Шрифт:
Закладка:
Игорёк сидел в центре круга на мягкой кожаной подушке и тоже думал. «Как хорошо, когда на небе тёплое солнышко, когда есть мама и дядя Толя, когда ты бегаешь на улице столько, сколько тебе хочется. Ещё лучше, когда приезжают Гриша с Вероникой и с ними можно поиграть в прятки, погонять бурундучков в осиннике. Всё хорошо! Всегда бы было так!»
В шалаше было не то, что свежо, а прохладно. Очень прохладно. Овчинная доха деда Матвея, выделенная им пасечнику на время жизни в шалаше, спасала от холода, но стоило только высунуться ноге или руке, как сразу же становилось неуютно всему телу. Свежей травы не было, её заменило сено с заброшенного сеновала деда Матвея.
— Кода корова у меня была с телушкой, — кивнул дед на воз с сеном, — тода я накосил его.
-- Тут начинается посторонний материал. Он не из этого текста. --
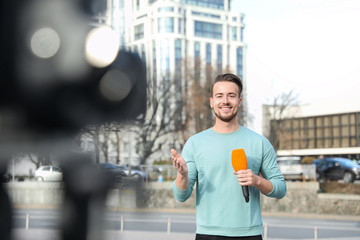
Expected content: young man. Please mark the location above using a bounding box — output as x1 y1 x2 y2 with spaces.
171 73 286 240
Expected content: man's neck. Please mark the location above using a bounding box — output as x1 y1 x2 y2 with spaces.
213 119 240 133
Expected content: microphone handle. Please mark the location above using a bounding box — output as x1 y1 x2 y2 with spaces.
241 186 250 202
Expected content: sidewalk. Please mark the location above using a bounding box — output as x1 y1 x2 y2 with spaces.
13 229 359 240
13 229 195 240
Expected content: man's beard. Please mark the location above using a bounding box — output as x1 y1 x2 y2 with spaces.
213 109 237 122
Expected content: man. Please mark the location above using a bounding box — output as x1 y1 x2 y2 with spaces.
171 73 286 240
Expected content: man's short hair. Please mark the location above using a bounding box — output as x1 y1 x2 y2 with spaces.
210 73 243 97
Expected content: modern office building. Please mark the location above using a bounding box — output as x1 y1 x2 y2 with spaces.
263 99 360 159
83 0 247 163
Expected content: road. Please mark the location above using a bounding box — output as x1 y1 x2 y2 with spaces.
13 209 360 240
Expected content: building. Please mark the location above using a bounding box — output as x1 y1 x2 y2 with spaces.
93 0 246 162
263 100 360 159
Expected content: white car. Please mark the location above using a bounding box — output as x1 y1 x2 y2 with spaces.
35 166 63 182
277 156 304 181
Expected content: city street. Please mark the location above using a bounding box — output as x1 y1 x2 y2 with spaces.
9 209 360 240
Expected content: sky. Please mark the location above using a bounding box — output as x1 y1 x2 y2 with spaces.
232 0 360 132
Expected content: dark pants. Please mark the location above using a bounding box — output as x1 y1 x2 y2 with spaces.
195 234 262 240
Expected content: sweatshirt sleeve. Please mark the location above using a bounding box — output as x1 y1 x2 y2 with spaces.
173 139 198 202
261 139 287 199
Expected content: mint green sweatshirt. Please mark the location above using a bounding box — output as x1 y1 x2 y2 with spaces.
173 127 286 236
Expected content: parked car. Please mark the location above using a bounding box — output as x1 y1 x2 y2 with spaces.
97 163 126 182
313 158 360 183
35 166 63 182
277 156 304 181
118 165 146 181
0 173 12 182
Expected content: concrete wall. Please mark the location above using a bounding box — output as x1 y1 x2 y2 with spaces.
5 182 360 216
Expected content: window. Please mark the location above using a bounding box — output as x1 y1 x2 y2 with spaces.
232 27 237 41
181 0 224 10
206 43 211 64
158 7 174 12
191 11 220 19
216 44 222 73
134 24 144 40
158 17 174 33
160 40 170 74
141 44 146 64
175 39 182 89
194 42 200 79
194 42 200 58
236 47 243 78
195 21 222 39
43 167 50 171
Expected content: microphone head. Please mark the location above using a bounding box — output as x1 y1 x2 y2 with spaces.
231 148 247 172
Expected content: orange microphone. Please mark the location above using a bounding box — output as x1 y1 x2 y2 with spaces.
231 149 249 202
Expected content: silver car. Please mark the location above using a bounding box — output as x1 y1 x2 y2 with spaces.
35 166 63 182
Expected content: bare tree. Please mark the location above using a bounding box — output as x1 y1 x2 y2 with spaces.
267 90 298 150
133 79 183 164
80 123 121 164
26 153 52 169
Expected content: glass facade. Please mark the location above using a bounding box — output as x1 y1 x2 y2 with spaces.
181 0 224 10
175 39 182 79
272 112 360 150
236 47 243 79
158 17 174 33
194 42 200 79
194 21 222 39
191 11 220 19
206 43 211 64
232 27 237 41
158 7 174 12
216 44 222 73
160 40 170 75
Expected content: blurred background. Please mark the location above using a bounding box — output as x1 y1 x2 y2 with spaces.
0 0 360 239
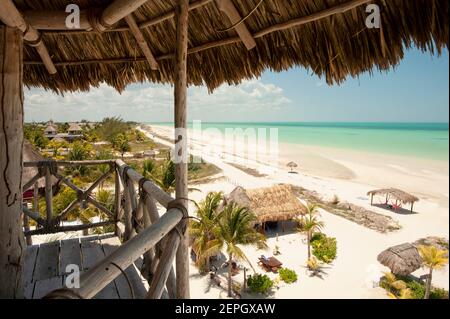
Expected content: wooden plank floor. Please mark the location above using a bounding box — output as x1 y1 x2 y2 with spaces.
24 235 148 299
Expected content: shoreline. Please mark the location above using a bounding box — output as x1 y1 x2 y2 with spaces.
145 124 449 208
141 124 449 298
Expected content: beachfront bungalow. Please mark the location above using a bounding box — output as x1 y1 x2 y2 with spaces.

Поди, сопрело? Потрусить, подсушить на солнце — на постилку сгодится. — И тут же предупредил Пчелинцева насчёт дохи: — Слышь, доху-то одну не кидай в своём балагане — сопрут только так! Она, правда, не нова, от отца досталась, но ещё хороша. Ране-то умели люди кожи выделывать, и шили не гнилыми нитками, а жилами. Я в ей, бывало, в такой морозище ездил за сеном и соломой — и хоть бы хны! Счас таких морозов и не быват давно, да и мне не ехать уже куда, но всё равно побереги её. Отцова.
Спалось тревожно. В лесу что-то то трещало, то кто-то утробно кричал, наводя страх на непривычного к лесным звукам степняка, то под боком что-то шераборилось…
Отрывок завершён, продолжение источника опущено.